Il regime mobilita le piazze a sostegno del finto referendum su Assad
Damasco (AsiaNews) – Il volto di Bachar Al-Assad compare ovunque in questi giorni in Siria, alla vigilia di un referendum – dall’esito più che scontato – che lo confermerà per altri sette anni a capo dello Stato. Manifesti, striscioni, manifestazioni, persino un pallone aerostatico, nel suono di marce patriottiche e slogan urlati dagli altoparlanti, ha sorvolato le decine di migliaia di persone che ieri a Damasco hanno manifestato a favore di Assad.
“La nostra anima, il nostro sangue ti sacrificheremo”, “Sì per l’eternità” e soprattutto “Ti amiamo Bachar”, gli slogan più scanditi. Le tradizionali tende arabe sono state montate nelle piazze di tutte le città siriane, per dare conforto ai partecipanti alle manifestazioni, delle quali giornali e televisione danno entusiastici resoconti. La gente in piazza, naturalmente è tutta per il “sì” al referendum, per il quale si voterà il 27 maggio, che ha un solo candidato ed il solo obiettivo di confermargli i poteri presidenziali.
Se il risultato è già noto, l’obiettivo di tanta mobilitazione è quello di ottenere una partecipazione al voto maggiore di quella delle recenti elezioni politiche, quando, a fronte di un dato ufficiale di affluenza del 56%, le fonti diplomatiche straniere parlano di 10-15% di votanti.
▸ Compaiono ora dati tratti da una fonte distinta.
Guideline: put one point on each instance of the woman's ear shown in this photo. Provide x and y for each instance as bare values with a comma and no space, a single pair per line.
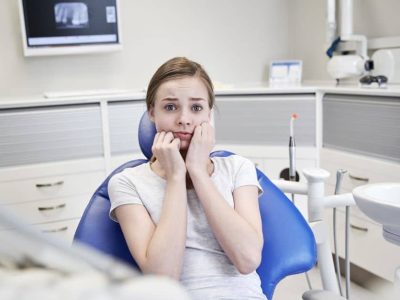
150,112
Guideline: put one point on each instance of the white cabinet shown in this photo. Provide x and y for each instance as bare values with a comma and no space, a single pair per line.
54,156
258,127
50,196
361,134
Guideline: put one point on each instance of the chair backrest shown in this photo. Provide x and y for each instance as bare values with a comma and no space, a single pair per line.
289,244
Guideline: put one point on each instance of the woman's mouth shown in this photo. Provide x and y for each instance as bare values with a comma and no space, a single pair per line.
183,136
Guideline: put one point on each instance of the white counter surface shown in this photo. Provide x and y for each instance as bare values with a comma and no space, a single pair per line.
254,89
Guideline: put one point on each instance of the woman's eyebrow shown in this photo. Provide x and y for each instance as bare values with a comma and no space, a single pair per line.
169,99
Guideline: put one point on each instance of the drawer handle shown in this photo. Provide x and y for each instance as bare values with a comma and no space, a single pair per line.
42,185
44,208
359,228
65,228
358,178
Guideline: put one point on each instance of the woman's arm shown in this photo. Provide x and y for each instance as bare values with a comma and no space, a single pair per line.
238,230
159,248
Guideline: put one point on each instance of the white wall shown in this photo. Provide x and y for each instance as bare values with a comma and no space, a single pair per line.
233,39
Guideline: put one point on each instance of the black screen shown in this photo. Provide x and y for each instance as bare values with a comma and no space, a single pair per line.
70,22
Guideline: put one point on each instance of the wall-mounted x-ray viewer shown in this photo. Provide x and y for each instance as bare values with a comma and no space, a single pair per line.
60,27
283,72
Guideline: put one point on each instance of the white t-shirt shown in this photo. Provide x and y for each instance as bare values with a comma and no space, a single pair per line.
207,272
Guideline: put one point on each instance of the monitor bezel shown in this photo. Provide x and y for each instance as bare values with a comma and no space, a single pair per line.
68,49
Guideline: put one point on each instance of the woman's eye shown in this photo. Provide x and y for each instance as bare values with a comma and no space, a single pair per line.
197,108
170,107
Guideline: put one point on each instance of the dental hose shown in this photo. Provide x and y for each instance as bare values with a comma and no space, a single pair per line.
339,178
292,152
292,168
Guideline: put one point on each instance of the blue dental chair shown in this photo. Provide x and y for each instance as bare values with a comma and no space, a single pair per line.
289,244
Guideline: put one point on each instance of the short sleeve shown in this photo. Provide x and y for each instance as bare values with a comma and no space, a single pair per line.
246,174
121,191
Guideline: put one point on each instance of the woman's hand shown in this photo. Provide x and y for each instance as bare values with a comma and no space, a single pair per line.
166,150
201,145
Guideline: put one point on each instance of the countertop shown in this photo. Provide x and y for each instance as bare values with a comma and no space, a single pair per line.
69,97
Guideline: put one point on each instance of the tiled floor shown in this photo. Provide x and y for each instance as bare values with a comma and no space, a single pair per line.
293,287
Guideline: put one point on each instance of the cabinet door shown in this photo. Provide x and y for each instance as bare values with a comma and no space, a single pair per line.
124,118
49,134
361,124
265,119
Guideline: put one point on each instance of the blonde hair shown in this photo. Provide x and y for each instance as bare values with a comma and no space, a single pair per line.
176,68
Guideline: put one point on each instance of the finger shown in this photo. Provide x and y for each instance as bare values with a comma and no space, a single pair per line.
160,138
168,138
176,142
197,133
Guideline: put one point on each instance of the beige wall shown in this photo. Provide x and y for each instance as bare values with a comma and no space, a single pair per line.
233,39
307,40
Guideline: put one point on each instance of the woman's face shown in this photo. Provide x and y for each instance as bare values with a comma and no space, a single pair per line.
181,105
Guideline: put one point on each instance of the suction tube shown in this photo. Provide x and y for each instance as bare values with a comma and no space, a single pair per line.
292,150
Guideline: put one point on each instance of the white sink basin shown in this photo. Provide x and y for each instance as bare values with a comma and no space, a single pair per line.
381,202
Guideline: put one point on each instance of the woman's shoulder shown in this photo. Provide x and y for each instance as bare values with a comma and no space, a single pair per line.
128,174
232,162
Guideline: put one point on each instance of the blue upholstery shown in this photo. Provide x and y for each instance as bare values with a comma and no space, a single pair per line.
289,244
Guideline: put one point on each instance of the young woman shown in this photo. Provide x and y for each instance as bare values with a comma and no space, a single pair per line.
184,214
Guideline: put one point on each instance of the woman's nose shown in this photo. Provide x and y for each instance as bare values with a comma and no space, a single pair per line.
184,118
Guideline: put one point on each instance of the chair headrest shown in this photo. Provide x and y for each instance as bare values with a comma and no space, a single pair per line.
146,132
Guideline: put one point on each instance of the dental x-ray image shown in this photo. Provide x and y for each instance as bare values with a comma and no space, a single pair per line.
71,15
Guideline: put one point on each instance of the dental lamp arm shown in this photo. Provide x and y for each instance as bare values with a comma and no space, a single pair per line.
291,187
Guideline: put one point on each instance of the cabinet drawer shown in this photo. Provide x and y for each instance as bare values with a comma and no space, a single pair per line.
50,133
45,211
368,248
49,187
63,230
360,169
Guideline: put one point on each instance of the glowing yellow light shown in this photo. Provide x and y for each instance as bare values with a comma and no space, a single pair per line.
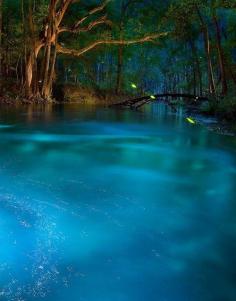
190,120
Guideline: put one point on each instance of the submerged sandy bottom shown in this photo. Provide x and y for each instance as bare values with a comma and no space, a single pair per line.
120,206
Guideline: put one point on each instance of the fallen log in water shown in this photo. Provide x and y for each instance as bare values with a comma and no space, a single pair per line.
140,101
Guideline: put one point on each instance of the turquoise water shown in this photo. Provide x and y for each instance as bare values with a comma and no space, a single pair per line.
103,205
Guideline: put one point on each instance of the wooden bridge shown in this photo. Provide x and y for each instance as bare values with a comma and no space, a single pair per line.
136,103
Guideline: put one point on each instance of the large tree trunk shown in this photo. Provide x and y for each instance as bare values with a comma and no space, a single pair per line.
1,7
206,37
224,88
33,76
197,67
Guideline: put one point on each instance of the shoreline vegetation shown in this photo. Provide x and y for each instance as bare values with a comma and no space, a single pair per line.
202,111
104,52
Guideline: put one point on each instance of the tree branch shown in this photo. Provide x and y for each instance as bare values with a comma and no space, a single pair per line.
77,53
90,26
92,12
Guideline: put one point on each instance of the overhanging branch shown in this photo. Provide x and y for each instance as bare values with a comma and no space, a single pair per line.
79,52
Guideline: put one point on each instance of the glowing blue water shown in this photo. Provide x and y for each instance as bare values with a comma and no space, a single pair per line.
115,206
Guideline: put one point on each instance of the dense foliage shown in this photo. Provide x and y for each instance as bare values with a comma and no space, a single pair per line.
174,46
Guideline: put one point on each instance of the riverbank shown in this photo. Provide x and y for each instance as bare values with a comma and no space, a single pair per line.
201,113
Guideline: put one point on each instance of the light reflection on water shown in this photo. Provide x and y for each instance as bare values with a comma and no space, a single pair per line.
115,205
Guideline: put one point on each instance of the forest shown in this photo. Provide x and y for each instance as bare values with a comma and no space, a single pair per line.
49,48
117,150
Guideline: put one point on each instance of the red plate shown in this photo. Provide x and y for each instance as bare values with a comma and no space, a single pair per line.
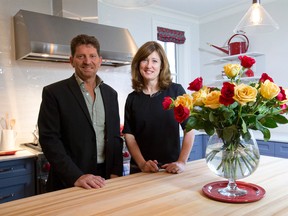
10,152
255,192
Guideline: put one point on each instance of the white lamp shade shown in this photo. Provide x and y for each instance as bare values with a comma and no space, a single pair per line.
255,21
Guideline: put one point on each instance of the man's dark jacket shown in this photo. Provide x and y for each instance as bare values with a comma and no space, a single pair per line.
67,137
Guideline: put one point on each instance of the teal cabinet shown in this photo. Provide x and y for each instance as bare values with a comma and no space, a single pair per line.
272,148
17,179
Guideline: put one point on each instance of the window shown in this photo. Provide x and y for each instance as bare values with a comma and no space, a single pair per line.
171,50
170,40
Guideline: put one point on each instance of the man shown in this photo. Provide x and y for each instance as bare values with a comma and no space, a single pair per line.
79,124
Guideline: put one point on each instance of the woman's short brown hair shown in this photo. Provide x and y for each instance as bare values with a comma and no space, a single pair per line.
143,52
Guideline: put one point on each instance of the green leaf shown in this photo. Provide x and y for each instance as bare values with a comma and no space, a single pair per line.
265,131
280,119
268,122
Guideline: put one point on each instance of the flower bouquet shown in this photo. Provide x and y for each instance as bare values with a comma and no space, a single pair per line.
231,113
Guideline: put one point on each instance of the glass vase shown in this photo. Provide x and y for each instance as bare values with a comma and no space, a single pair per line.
234,159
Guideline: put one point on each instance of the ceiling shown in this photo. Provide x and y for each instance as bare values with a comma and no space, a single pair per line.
200,8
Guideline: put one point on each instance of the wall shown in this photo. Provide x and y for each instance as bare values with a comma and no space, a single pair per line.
272,44
21,82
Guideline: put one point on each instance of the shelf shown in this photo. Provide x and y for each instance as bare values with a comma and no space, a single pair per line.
235,57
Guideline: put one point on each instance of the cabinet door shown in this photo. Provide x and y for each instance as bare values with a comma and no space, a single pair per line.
17,179
16,167
16,188
281,149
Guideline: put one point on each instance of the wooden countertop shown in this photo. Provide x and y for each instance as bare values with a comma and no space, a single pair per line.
161,194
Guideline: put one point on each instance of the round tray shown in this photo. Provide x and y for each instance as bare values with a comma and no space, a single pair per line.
254,192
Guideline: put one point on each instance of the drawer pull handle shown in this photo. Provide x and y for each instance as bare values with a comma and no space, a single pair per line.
6,170
7,196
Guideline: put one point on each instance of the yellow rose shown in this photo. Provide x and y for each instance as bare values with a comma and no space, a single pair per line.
232,70
212,100
286,93
269,89
185,100
199,96
244,94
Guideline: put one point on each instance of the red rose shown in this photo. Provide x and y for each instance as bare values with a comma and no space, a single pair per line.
249,73
246,61
264,77
181,113
196,85
281,96
283,108
227,93
167,103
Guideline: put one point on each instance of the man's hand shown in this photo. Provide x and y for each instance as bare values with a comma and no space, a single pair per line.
89,181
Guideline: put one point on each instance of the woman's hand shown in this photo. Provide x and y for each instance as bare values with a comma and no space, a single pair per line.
175,167
149,166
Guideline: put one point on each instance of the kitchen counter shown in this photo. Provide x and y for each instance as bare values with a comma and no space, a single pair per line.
161,194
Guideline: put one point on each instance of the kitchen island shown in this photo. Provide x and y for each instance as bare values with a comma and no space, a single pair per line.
162,194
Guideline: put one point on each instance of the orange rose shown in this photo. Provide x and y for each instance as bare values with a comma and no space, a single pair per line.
269,89
244,94
212,100
185,100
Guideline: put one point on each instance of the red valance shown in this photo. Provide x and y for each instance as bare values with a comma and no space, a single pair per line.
170,35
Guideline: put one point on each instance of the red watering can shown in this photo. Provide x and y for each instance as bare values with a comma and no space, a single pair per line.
235,48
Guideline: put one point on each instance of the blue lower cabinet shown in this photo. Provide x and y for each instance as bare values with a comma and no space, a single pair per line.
271,148
17,179
199,147
266,148
281,150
In questo momento, Assad ha infatti bisogno di mostrare al mondo la sua forza all’interno del Paese. Si può anzi dire che persino al di là del dato dell’affluenza alle urne, conta dimostrare all’Occidente il totale controllo che il presidente ha sul Paese. A consentirglielo, uno stato di emergenza in vigore da 44 anni, una legge elettorale che, quale che sia il risultato, affida al suo partito, il Baath, la maggioranza dei seggi, un tribunale speciale, arresti per aver espresso opinioni su internet o aver incontrato gruppi che tutelano i diritti umani, la pratica della tortura.
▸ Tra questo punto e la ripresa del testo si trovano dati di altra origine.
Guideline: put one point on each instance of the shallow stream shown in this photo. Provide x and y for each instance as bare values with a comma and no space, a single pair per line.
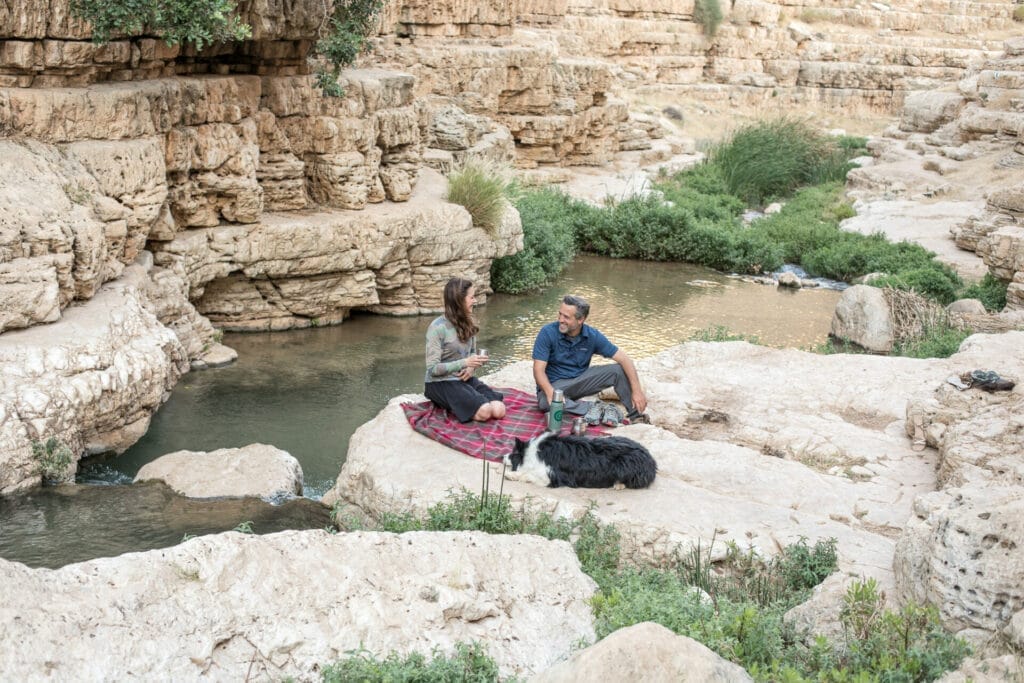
306,391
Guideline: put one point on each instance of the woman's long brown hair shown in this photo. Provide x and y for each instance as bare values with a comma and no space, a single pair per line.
455,308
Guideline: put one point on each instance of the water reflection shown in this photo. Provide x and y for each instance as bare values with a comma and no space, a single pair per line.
53,526
307,391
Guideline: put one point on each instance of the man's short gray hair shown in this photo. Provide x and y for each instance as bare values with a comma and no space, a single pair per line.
583,308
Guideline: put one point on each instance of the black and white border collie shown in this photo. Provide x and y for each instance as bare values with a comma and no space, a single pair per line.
551,460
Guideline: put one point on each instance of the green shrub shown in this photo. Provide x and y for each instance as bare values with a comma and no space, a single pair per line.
344,39
650,228
990,291
807,222
937,341
469,664
53,460
770,159
549,218
482,191
734,607
709,14
908,644
198,22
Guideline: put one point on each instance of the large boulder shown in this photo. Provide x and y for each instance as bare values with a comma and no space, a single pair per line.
645,652
862,316
253,470
92,380
265,607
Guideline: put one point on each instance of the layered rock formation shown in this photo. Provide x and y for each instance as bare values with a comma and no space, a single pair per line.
764,53
752,449
91,380
248,187
962,550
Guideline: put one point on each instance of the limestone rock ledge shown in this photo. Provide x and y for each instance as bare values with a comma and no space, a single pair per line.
297,269
264,607
256,469
649,652
93,379
964,547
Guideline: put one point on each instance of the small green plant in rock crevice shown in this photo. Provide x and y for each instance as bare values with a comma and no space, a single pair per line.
53,460
709,14
482,190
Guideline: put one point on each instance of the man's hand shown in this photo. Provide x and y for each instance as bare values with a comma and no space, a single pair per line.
640,400
639,397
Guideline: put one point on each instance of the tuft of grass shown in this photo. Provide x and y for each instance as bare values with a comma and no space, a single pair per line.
482,191
770,159
990,291
469,664
709,14
937,341
53,460
550,219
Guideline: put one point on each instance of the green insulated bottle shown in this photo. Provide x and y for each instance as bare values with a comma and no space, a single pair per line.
555,414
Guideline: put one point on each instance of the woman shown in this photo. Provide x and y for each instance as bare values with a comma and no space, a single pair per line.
452,357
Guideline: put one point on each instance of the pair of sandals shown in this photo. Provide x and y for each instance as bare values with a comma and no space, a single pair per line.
604,414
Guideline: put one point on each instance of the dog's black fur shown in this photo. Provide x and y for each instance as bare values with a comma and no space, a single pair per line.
589,463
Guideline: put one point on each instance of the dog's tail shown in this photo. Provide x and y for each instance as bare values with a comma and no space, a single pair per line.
642,474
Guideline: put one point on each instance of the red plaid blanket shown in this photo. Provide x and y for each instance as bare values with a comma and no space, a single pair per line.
489,440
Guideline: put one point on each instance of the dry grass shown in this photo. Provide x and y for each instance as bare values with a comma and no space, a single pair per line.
911,314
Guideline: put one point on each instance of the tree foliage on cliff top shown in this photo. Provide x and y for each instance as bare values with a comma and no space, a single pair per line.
197,22
204,22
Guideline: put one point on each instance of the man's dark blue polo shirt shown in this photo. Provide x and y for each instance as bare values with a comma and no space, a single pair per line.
568,356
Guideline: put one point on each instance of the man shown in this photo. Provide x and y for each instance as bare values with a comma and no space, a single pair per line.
561,360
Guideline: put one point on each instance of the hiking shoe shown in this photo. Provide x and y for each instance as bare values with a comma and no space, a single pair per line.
595,414
612,417
983,376
997,385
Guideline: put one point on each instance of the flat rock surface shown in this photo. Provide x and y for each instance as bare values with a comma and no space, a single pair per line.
927,223
753,447
235,607
257,469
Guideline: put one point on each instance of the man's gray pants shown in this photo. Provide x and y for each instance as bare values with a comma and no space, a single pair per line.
592,381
E’ che in realtà, il regime del giovane presidente sta giocando una partita dalla posta altissima, fino alla sua stessa sopravvivenza. Il pericolo è rappresentato dalla istituzione del tribunale internazionale che dovrebbe giudicare gli assassini dell’ex premier libanese Rafic Hariri. L’inchiesta dell’Onu è ufficialmente arrivata ai massimi gradi dell’intelligence siriana ed a lambire la stessa famiglia di Assad ed in effetti è opinione comune che nessuno avrebbe potuto decidere un omicidio eccellente come quello di Hariri senza almeno un “via libera” del presidente siriano.
E’ un macigno che blocca anche i tentativi dell’Occidente di superare l’isolamento politico siriano. I luogotenenti di Assad hanno già cercato di porre limiti al futuro tribunale ed i suoi alleati libanesi stanno facendo di tutto – si dice anche manovrando i terroristi - per far cadere il governo filoccidentale di Fouad Siniora che invece vuole il tribunale. Anche un finto referendum, allora, può tornare utile.